Вид с юга не мог не вызвать восхищения перед удивительным природным богатством и красотой острова: скалы естественными террасами возвышались над лазурными водами, и на них теснили друг друга купы пальм, манценилл, фиговых и банановых деревьев, а позади них возвышались кряжистые артокарпусы, или хлебные деревья. Сам остров имел всего лишь около восьми французских лье [74] в длину и около двух в ширину.

Северный берег Тортуги, состоявший из нагромождения скал, был обращен к открытому морю, а на юге, где берег устилал мягкий песок, через пять-шесть морских миль лежала Эспаньола, Большая Земля, как этот остров называли коренные его жители – индейцы каннибы, или людоеды, некогда заселявшие его. Испанцы столь рьяно приступили к колонизации этого земного Парадиза, что за сорок лет своих неустанных попечений о нем умудрились сократить число индейцев с трехсот тысяч человек всего до трехсот, да и те ныне тщательно скрывались от белого человека. Основное население Большой Земли ныне составляли вывезенные из Африки черные рабы да потомки вышедших из Европы языков.

Соседи нередко играют роковую роль в судьбе друг друга. Вот и Эспаньола вот уже два века оказалась тесно связана с лежащей у ее бока Черепахой.

– Чувствуете себя сэром Фрэнсисом Дрейком перед штурмом Картахены?

– Не мелите вздора, – не оборачиваясь, отмахнулась Лукреция.
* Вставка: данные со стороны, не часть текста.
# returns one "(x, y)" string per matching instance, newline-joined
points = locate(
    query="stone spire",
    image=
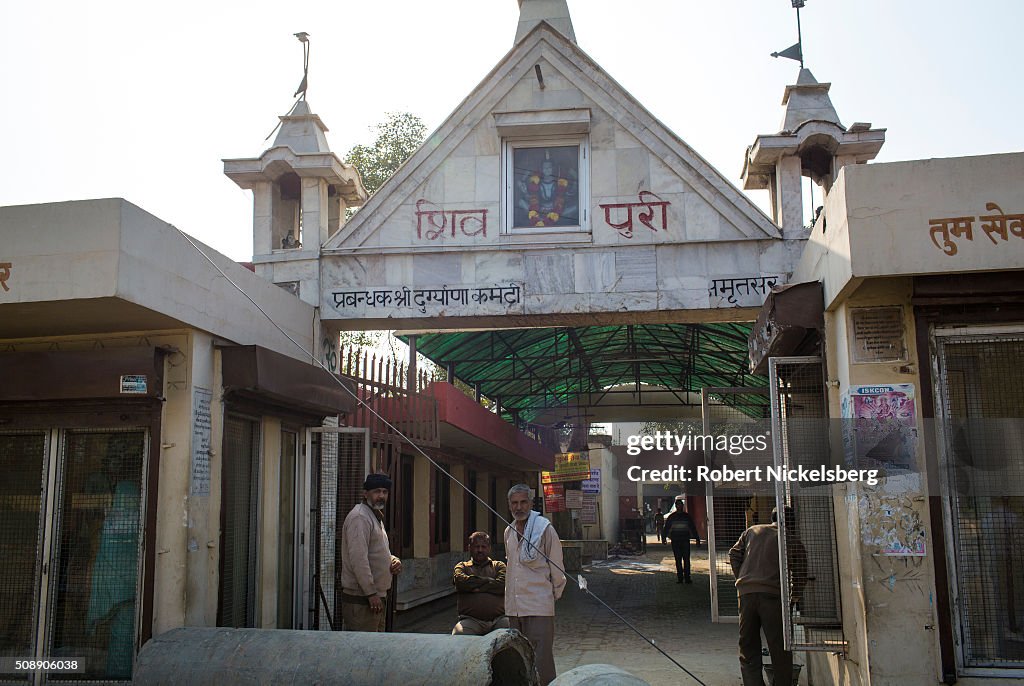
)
(813, 143)
(300, 188)
(302, 130)
(807, 100)
(555, 12)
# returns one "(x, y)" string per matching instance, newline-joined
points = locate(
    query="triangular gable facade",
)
(652, 224)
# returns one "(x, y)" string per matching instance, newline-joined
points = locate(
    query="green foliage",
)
(397, 137)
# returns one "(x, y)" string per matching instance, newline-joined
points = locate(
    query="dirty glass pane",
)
(547, 186)
(96, 558)
(286, 531)
(22, 459)
(982, 385)
(240, 479)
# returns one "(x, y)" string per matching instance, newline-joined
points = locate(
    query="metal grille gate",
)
(732, 505)
(340, 462)
(811, 610)
(72, 506)
(980, 389)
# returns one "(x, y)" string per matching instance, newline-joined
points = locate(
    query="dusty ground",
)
(643, 590)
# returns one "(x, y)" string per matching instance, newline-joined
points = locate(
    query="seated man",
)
(479, 584)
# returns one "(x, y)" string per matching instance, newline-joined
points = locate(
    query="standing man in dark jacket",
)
(755, 562)
(679, 526)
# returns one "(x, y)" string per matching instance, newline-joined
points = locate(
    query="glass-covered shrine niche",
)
(546, 184)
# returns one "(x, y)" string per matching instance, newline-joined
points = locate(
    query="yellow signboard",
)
(568, 467)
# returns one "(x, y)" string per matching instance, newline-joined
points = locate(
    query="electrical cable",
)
(581, 582)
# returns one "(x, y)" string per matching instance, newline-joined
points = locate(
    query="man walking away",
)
(755, 561)
(532, 584)
(367, 562)
(679, 526)
(479, 584)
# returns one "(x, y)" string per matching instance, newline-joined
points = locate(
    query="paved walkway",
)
(643, 590)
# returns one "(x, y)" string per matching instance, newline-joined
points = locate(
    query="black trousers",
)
(681, 549)
(762, 611)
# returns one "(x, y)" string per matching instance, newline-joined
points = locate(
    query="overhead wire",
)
(581, 582)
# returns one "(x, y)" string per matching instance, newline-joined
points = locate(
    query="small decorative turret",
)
(814, 143)
(300, 187)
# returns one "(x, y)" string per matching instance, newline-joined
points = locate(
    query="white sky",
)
(142, 100)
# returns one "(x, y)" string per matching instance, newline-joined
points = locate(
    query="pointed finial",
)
(795, 51)
(304, 39)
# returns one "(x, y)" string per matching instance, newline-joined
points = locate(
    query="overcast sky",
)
(142, 100)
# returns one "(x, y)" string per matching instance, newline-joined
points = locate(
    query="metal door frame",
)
(716, 616)
(309, 596)
(938, 336)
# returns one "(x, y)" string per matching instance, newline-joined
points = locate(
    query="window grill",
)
(811, 609)
(240, 487)
(340, 463)
(981, 390)
(733, 505)
(96, 557)
(23, 459)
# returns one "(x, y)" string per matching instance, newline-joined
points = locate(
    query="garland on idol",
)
(534, 187)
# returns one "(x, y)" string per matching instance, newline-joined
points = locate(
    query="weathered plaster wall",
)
(888, 601)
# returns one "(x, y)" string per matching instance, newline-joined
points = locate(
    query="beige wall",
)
(887, 601)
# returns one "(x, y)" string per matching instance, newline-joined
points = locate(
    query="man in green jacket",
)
(755, 562)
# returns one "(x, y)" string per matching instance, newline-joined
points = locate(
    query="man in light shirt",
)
(534, 579)
(367, 562)
(480, 590)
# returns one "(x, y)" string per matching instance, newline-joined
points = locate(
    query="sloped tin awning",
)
(258, 374)
(534, 371)
(791, 323)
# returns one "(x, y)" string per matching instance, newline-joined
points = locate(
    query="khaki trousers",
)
(468, 626)
(762, 611)
(541, 632)
(359, 617)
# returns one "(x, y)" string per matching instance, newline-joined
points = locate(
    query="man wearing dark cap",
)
(367, 562)
(755, 562)
(680, 527)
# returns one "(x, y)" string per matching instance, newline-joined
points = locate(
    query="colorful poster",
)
(589, 513)
(554, 498)
(568, 467)
(880, 426)
(593, 484)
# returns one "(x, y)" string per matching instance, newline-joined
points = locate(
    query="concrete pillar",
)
(598, 675)
(237, 656)
(788, 197)
(285, 217)
(262, 218)
(421, 507)
(314, 212)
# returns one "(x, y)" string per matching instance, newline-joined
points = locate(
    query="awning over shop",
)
(258, 374)
(124, 373)
(790, 324)
(467, 426)
(539, 375)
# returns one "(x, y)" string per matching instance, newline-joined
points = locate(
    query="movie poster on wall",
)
(880, 426)
(554, 498)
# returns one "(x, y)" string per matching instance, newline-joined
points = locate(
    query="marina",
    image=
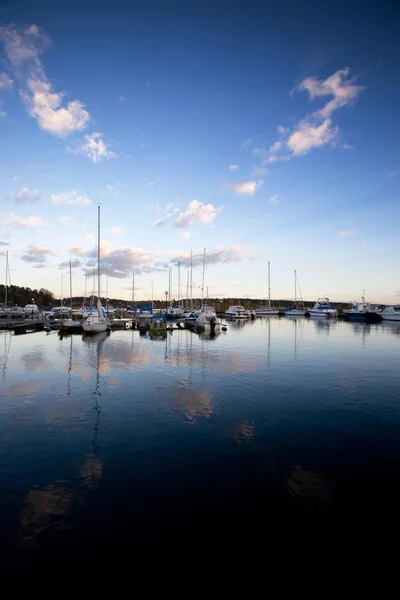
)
(172, 422)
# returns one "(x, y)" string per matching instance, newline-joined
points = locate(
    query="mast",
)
(202, 287)
(6, 291)
(70, 284)
(187, 289)
(179, 283)
(191, 279)
(98, 253)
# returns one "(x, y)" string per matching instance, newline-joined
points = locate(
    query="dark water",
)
(124, 441)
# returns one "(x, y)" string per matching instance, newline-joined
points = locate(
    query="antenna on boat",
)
(202, 287)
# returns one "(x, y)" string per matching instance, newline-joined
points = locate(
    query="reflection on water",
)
(280, 412)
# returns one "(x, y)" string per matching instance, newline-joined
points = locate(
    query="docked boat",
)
(298, 309)
(208, 321)
(174, 312)
(158, 324)
(390, 313)
(323, 308)
(236, 312)
(362, 311)
(97, 321)
(265, 311)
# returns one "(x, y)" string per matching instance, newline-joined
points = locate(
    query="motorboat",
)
(323, 308)
(31, 309)
(208, 321)
(265, 311)
(174, 312)
(390, 313)
(236, 312)
(362, 311)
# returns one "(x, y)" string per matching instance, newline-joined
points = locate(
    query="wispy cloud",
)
(5, 81)
(70, 198)
(196, 212)
(14, 220)
(37, 255)
(317, 128)
(95, 148)
(27, 196)
(23, 49)
(246, 188)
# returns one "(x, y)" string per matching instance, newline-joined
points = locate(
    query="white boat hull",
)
(96, 327)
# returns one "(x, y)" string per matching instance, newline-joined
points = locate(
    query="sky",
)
(259, 131)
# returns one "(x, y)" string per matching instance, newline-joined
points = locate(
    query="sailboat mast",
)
(179, 283)
(202, 287)
(70, 284)
(98, 252)
(6, 290)
(191, 279)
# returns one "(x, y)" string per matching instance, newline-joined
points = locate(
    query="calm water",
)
(122, 439)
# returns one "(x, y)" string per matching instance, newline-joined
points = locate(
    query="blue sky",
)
(258, 131)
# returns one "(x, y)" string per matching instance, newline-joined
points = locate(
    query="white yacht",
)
(323, 308)
(390, 313)
(97, 321)
(236, 312)
(208, 320)
(265, 311)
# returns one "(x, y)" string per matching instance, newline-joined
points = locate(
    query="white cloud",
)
(5, 81)
(316, 129)
(196, 212)
(23, 49)
(15, 221)
(247, 188)
(36, 254)
(70, 198)
(26, 196)
(308, 136)
(95, 148)
(45, 105)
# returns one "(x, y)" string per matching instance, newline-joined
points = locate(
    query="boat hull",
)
(360, 317)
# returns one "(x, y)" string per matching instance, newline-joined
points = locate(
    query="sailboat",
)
(97, 321)
(267, 310)
(298, 309)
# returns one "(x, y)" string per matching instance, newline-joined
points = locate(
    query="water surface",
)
(123, 439)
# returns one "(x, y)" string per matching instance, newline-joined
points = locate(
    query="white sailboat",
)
(267, 310)
(296, 311)
(97, 321)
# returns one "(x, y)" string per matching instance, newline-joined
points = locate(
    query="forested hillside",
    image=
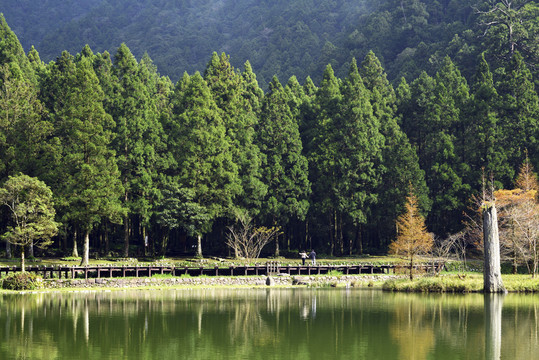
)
(133, 158)
(279, 37)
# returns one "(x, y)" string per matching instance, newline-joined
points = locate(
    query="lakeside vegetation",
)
(140, 166)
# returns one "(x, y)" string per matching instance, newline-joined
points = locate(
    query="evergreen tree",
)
(284, 168)
(518, 111)
(400, 163)
(203, 153)
(483, 138)
(85, 178)
(358, 146)
(138, 138)
(322, 155)
(238, 98)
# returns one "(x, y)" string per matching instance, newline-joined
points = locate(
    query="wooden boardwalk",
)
(86, 272)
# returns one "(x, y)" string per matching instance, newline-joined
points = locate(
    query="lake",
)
(267, 324)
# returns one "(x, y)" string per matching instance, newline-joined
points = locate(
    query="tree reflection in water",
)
(267, 323)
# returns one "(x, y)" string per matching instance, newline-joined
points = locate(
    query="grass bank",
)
(460, 283)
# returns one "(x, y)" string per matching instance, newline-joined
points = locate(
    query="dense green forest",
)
(133, 158)
(284, 38)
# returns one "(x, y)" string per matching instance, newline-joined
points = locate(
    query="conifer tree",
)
(205, 167)
(518, 111)
(483, 137)
(323, 154)
(84, 175)
(138, 137)
(238, 99)
(400, 164)
(284, 168)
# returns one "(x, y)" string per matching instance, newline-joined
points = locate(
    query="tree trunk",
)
(199, 247)
(86, 249)
(359, 241)
(107, 243)
(22, 259)
(411, 267)
(493, 325)
(277, 251)
(75, 252)
(492, 278)
(126, 236)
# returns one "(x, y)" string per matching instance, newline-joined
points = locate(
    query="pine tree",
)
(358, 146)
(400, 163)
(84, 175)
(518, 111)
(138, 138)
(483, 137)
(238, 98)
(31, 209)
(284, 168)
(322, 155)
(203, 154)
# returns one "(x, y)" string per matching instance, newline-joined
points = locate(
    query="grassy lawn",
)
(207, 262)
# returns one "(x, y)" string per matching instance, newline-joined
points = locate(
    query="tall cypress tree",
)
(519, 111)
(483, 138)
(238, 98)
(400, 163)
(138, 136)
(359, 144)
(85, 178)
(284, 167)
(323, 155)
(201, 148)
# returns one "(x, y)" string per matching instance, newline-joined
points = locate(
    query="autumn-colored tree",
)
(519, 216)
(412, 236)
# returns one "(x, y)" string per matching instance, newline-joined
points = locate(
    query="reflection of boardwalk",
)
(70, 272)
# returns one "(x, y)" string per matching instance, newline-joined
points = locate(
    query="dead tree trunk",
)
(492, 278)
(493, 325)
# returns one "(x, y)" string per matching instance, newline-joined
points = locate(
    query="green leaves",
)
(31, 212)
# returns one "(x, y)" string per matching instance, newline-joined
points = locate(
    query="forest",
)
(284, 38)
(139, 164)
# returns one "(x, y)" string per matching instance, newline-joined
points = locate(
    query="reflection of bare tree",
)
(493, 326)
(411, 331)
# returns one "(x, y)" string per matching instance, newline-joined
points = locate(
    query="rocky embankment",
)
(227, 281)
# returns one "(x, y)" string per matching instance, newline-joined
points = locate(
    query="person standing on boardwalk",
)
(312, 255)
(303, 255)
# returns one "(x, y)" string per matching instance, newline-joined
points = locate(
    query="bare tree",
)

Как только Барбадос скрылся за горизонтом, Лукреция сбросила с себя маску безутешной вдовы голландского протестанта, сменив нидерландский наряд на платье, скроенное по последней парижской моде, с удивительным искусством уложив волосы так, что они весьма соблазняюще подчеркивали матовую бледность ее кожи и волнующую зелень глаз. Такие перемены подействовали на шевалье Ришери не хуже шпанских мушек [75], и он принялся оказывать ей знаки внимания с удвоенной силой. Лукреция неизменно воспринимала их как должное, иногда снисходя к его мольбам, но чем сильнее шевалье подпадал под действие ее чар, тем большее презрение она к нему испытывала. Таково, видно, свойство женской любви – презирать тех, кто подчиняется, и унижаться пред теми, кто ими помыкает: в обоих случаях их любовь грозит перейти в ненависть. Роль любовника проще: одна улыбка может осчастливить его, и он ее постоянно добивается. Мужчину долгая осада унижает, а женщину – покрывает славой.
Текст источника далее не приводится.